Because many spine types are ambiguous, shape classification by human operators is subjective and prone to high variability both within an operator on the same spines (intra-operator variability), and between trained operators using the same classification criteria (inter-operator variability). Pairwise percent match between operators ranged from 78.3% to 85.8% (Table 3). Percent match within human operator C on two different days was 82.9% (C1–C2, Table 3). NeuronStudio's classification matched the HC classification 85.8% of the time after adjusting the shape parameters (Table 3). Within each spine class, NeuronStudio matched 79.1% of mushroom spines; 82.8% of stubby and 92.1% of thin spines classified by the human consensus. In general NeuronStudio matched the HC standard equally, or better than, the best inter-human match rates (Operator A to Operator B, 85.8% overall), and better than the intra-operator match (Operator C1–C2, 82.9% overall, Table 3). Automated classification by NeuronStudio has the advantage of removing human subjectivity and intra-operator variability, and the parameters can be optimized to match a particular classification criterion.
Symmetry of Detection and Classification
To evaluate the algorithm's performance on spines of different orientations with respect to the image plane and around the dendritic structure, for each spine we record the angle formed by the spine's primary axis with the image plane. Spines were divided into two groups based on this angle: mostly horizontal, those with absolute values of angle≤45 degrees from the image plane, and mostly vertical, those with absolute values of angles>45 degrees from the plane. For dendrites running approximately parallel with the image plane, the mostly horizontal spines are visible on the sides of the dendrite, in the XY view (e.g., Fig. 6E,F and Fig. 7A,B,C). The mostly vertical spines tend to project orthogonal to the image plane, being more visible in the ZX and ZY views (e.g., Fig. 6G,H and spines marked 1,2, and 3 in Fig. 7D).
Figure 7. 3D Information is Required for Accurate Spine Detection.
Two- and 3D renderings of a spiny dendrite imaged with CLSM and reconstructed with NeuronStudio with results of spine detection algorithm. A) Image stack is shown as a 2D maximal projection with arrows indicating positions of three representative spines (numbered 1,2,3) oriented perpendicular to the image plane, that cannot be detected from a 2D projection. B) The same dataset shown as a 3D volume rendering. The three spines are somewhat more visible in the 3D XY view. C) XY view of spines detected in 3D by NeuronStudio with spine voxels represented in different colors, superimposed on volume rendered data. Arrows point to spines 1, 2, and 3, not visible in 2D, that can be detected by NeuronStudio in 3D. D) ZY view of the same dataset as shown in (C), rotated through 90° to show the prominence of these spines in 3D.

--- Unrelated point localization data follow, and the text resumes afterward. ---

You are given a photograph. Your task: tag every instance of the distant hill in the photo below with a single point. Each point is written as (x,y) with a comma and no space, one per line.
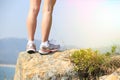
(10,48)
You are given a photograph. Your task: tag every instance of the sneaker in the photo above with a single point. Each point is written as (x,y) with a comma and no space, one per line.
(48,49)
(31,48)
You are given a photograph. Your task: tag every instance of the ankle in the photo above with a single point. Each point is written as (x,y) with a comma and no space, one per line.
(45,44)
(30,42)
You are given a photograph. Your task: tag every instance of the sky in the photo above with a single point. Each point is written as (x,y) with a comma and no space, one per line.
(82,23)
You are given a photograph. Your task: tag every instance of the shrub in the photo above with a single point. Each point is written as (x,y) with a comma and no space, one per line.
(90,63)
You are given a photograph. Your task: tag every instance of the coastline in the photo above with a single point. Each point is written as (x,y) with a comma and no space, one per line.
(7,65)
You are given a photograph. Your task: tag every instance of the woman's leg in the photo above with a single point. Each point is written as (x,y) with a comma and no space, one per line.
(32,18)
(47,18)
(31,24)
(46,47)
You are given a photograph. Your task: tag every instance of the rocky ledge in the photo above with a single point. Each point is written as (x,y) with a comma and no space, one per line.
(55,66)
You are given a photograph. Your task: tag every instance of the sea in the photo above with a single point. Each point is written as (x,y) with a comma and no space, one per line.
(7,72)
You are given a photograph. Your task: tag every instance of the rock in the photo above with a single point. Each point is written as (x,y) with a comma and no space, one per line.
(55,66)
(114,76)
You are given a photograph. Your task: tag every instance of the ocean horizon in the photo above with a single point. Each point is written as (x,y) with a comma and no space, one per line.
(7,71)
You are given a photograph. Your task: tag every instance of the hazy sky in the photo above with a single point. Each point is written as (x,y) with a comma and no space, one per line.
(85,23)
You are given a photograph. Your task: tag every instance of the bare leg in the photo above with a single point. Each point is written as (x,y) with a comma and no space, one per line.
(32,18)
(47,18)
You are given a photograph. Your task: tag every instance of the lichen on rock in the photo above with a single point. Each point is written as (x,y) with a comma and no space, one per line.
(55,66)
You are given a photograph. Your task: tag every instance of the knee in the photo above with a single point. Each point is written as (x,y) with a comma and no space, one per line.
(35,10)
(48,10)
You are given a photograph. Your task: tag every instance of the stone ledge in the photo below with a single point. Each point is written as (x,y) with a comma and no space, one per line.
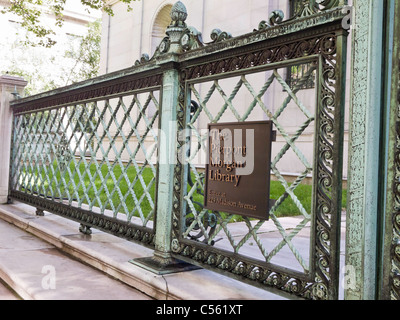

https://doi.org/10.1371/journal.pone.0001997.g007
Symmetry of Spine Detection
To evaluate the symmetry of detection for all orientations, we compared the number of spines detected by the automated and manual methods in the mostly horizontal and mostly vertical groups. The results are shown in Table 4. Both the manual and automated methods reported more spines in the mostly horizontal orientation than the mostly vertical orientation (Table 4). This result confirms that when using light microscopy, spines with long axes pointing along the optic axis, and particularly those positioned directly above and below the dendrite are significantly less visible than those parallel with the image plane. This asymmetry was greater in the manual method (65.0% mostly horizontal:35.0% mostly vertical, Table 4) than the automated method (58.5% mostly horizontal:41.5% mostly vertical, Table 4), because the automated method was better at detecting sharp bumps projecting mostly vertically, above and below the dendrite, while the manual method was better at detecting very faint spines on the sides of the dendrite (see “Comparison of Automated and Manual Spine Detection”).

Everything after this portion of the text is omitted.